The U.S. Federal Reserve will need to keep rates at rock bottom until late 2015 and then increase them only moderately over the next year because it would otherwise risk derailing a building economic recovery, a top Fed official said on Friday.
“I personally doubt that the funds rate is going to start to increase before the middle of 2015,” Chicago Federal Reserve Bank President Charles Evans told the Credit Suisse investment conference in Hong Kong.
“I think it ought to increase later than that.”
Raising rates earlier, whether to head off the risk of financial instability or unacceptably high inflation, could dangerously depress already low inflation and derail a recovery that is finally gaining steam, Evans said.

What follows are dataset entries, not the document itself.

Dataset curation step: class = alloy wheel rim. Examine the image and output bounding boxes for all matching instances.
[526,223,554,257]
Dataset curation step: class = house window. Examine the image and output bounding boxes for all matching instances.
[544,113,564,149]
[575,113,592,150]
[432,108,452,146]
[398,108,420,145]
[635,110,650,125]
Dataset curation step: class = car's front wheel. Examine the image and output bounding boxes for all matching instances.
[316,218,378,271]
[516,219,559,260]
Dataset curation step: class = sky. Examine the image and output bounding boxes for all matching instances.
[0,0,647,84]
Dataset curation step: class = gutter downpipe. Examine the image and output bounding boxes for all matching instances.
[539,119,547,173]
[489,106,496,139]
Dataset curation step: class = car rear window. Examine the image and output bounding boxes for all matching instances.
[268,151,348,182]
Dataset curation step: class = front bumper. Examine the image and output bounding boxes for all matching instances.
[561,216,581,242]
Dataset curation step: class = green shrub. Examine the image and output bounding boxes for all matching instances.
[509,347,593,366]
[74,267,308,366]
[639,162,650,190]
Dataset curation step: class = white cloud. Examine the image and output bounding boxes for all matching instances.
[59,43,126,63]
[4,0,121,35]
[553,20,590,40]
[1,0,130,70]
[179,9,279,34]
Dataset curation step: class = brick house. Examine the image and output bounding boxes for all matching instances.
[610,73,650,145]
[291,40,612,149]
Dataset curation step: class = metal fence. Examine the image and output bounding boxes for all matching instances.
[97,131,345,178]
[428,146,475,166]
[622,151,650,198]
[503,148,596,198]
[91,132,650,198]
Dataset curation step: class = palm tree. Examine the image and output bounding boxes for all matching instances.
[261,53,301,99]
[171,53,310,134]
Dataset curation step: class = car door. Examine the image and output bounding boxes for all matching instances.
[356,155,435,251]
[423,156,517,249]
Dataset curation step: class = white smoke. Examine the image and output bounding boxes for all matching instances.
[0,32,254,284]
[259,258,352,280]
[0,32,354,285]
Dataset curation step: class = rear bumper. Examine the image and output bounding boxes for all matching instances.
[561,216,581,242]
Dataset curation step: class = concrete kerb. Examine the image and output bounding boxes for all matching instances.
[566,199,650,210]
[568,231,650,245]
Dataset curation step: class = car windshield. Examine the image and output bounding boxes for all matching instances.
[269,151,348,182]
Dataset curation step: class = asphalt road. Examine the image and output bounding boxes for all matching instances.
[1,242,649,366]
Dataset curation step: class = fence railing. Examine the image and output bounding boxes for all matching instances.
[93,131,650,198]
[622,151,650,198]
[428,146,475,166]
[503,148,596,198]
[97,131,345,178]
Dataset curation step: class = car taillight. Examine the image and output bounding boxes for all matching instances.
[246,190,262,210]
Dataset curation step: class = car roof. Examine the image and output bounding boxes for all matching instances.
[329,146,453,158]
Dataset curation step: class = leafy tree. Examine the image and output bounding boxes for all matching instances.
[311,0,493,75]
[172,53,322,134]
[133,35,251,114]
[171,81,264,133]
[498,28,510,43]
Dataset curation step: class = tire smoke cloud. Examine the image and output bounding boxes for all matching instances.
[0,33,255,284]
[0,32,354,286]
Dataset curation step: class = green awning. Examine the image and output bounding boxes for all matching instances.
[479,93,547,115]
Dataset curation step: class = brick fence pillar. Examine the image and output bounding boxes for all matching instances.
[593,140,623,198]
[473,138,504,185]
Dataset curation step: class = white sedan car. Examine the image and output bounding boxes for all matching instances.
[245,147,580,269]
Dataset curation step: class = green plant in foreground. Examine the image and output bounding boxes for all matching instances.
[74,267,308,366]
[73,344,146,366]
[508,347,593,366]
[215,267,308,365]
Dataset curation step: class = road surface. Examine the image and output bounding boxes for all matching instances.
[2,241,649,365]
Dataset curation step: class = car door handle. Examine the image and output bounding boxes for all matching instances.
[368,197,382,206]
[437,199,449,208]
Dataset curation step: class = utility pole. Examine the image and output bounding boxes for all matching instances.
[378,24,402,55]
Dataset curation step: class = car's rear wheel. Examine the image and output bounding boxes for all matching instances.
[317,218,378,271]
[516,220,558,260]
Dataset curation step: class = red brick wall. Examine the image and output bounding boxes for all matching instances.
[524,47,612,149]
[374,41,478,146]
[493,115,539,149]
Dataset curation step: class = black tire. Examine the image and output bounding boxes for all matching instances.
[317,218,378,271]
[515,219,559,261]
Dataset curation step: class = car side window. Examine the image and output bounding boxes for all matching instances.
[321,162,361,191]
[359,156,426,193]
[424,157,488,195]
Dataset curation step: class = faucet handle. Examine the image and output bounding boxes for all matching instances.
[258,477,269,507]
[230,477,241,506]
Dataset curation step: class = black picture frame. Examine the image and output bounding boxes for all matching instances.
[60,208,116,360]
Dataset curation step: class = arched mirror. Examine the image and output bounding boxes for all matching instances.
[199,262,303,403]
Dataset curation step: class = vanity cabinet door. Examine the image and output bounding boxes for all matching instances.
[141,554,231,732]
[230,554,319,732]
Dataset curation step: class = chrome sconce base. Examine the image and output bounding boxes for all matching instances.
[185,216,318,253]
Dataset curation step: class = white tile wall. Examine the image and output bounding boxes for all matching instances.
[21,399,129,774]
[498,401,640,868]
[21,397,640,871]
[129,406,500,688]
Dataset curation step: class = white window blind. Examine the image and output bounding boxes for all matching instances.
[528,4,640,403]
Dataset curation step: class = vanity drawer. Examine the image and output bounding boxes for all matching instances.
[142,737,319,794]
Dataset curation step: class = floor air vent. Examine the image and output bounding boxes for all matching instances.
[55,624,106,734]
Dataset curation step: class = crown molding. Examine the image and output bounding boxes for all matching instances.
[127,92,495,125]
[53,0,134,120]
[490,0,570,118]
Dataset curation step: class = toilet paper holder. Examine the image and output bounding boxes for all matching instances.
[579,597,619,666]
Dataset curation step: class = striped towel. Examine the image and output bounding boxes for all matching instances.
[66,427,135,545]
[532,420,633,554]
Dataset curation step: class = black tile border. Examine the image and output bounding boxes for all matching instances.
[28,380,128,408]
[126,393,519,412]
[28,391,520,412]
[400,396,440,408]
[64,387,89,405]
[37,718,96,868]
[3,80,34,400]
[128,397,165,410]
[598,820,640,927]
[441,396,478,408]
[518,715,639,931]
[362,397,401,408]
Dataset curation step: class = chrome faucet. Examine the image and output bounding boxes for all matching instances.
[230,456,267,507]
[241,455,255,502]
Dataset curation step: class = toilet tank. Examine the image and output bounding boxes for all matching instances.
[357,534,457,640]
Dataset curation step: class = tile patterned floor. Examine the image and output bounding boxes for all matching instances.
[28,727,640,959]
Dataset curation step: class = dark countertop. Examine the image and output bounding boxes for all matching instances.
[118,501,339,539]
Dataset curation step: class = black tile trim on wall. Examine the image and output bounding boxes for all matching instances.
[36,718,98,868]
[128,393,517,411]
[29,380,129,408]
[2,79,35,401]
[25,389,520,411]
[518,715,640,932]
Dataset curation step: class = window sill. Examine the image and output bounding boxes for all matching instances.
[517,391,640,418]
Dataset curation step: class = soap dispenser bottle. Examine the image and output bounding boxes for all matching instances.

“If we go out and pound that message repeatedly, then it gets every economy a chance to get their own house in order and deal with their own financial situation and we will all grow together,” he said.
Last week, Fed Chair Janet Yellen roiled financial markets by saying that after the Fed wraps up its bond-buying stimulus, likely before the end of the year, rate rises could come around six months later.
U.S. inflation has been stuck at around 1 percent since early 2013, and Evans said that indicated the need to keep policy accommodative.
“When we get up to 2 percent inflation, we will revert to more normal monetary policy,” Evans said. He expects the federal funds rate to be at 1.25 percent at the end of 2016.